指定したプレハブをプールするためのC#スクリプトです。

ゲームオブジェクト生成用スクリプト

using System.Collections;
using UnityEngine;

public class Spawner : MonoBehaviour
{

    [SerializeField]
    bool useObjectPool = true;
    [SerializeField]
    PoolManager poolManager;
    [SerializeField]
    GameObject prefab;
    [SerializeField]
    int spawnCount = 1;
    [SerializeField]
    float spawnInterval = 0.1f;
    [SerializeField]
    Vector3 minSpawnPosition = Vector3.zero;
    [SerializeField]
    Vector3 maxSpawnPosition = Vector3.zero;
    [SerializeField]
    float destroyWaitTime = 3;

    WaitForSeconds spawnIntervalWait;

    void Start()
    {
        spawnIntervalWait = new WaitForSeconds(spawnInterval);

        StartCoroutine(nameof(SpawnTimer));
    }

    IEnumerator SpawnTimer()
    {
        int i;

        while (true)
        {
            for(i = 0; i < spawnCount; i++)
            {
                Spawn(prefab);
            }

            yield return spawnIntervalWait;
        }
    }

    void Spawn(GameObject prefab)
    {
        Destroyer destroyer;
        Vector3 pos = new Vector3(Random.Range(minSpawnPosition.x, maxSpawnPosition.x), Random.Range(minSpawnPosition.y, maxSpawnPosition.y), Random.Range(minSpawnPosition.z, maxSpawnPosition.z));

        if(useObjectPool)
        {
            destroyer = poolManager.GetGameObject(prefab, pos, Quaternion.identity).GetComponent<Destroyer>();
            destroyer.PoolManager = poolManager;
        }
        else
        {
            destroyer = Instantiate(prefab, pos, Quaternion.identity).GetComponent<Destroyer>();
        }

        if(destroyer != null)
        {
            destroyer.StartDestroyTimer(destroyWaitTime);
        }
    }

}

指定したプレハブを一定間隔で生成するためのサンプルスクリプトです。

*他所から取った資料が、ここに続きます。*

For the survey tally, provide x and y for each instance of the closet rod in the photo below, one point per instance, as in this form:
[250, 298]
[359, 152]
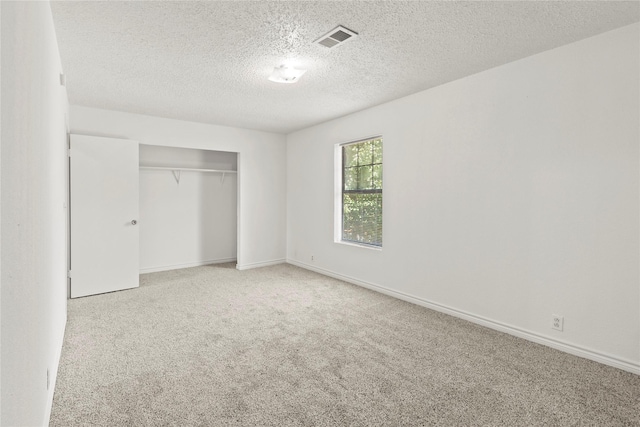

オプションでオブジェクトプールを使わず普通にInstantiateできるので検証にお使い下さい。

ゲームオブジェクト削除用スクリプト

using System.Collections;
using UnityEngine;

public class Destroyer : MonoBehaviour
{

    public PoolManager PoolManager { get; set; }

    public void StartDestroyTimer(float time)
    {
        StartCoroutine(DestroyTimer(time));
    }

    IEnumerator DestroyTimer(float time)
    {
        yield return new WaitForSeconds(time);

        if(PoolManager != null)
        {
            PoolManager.ReleaseGameObject(gameObject);
        }
        else
        {
            Destroy(gameObject);
        }
    }

}

予めプレハブにアタッチしておくと、指定した時間が経過したタイミングでゲームオブジェクトを消去するサンプルスクリプトです。先ほどのSpawnerと併用することを想定しています。

おわりに

以上、Unity2021から使えるオブジェクトプールの実装方法をご紹介しました。

オブジェクトプールが標準機能として搭載されたのは嬉しいことですが、一方で先ほどの検証結果を見る限りでは効果は微妙な気がしますし、正直ちょっと使いづらい印象があることも否定できません。ただまあそういう機能があることを知っておくと便利だと思いますので、ぜひ上記の内容を参考にしていただければと思います。

この記事がUnityでのゲーム開発のお役に立てば幸いです。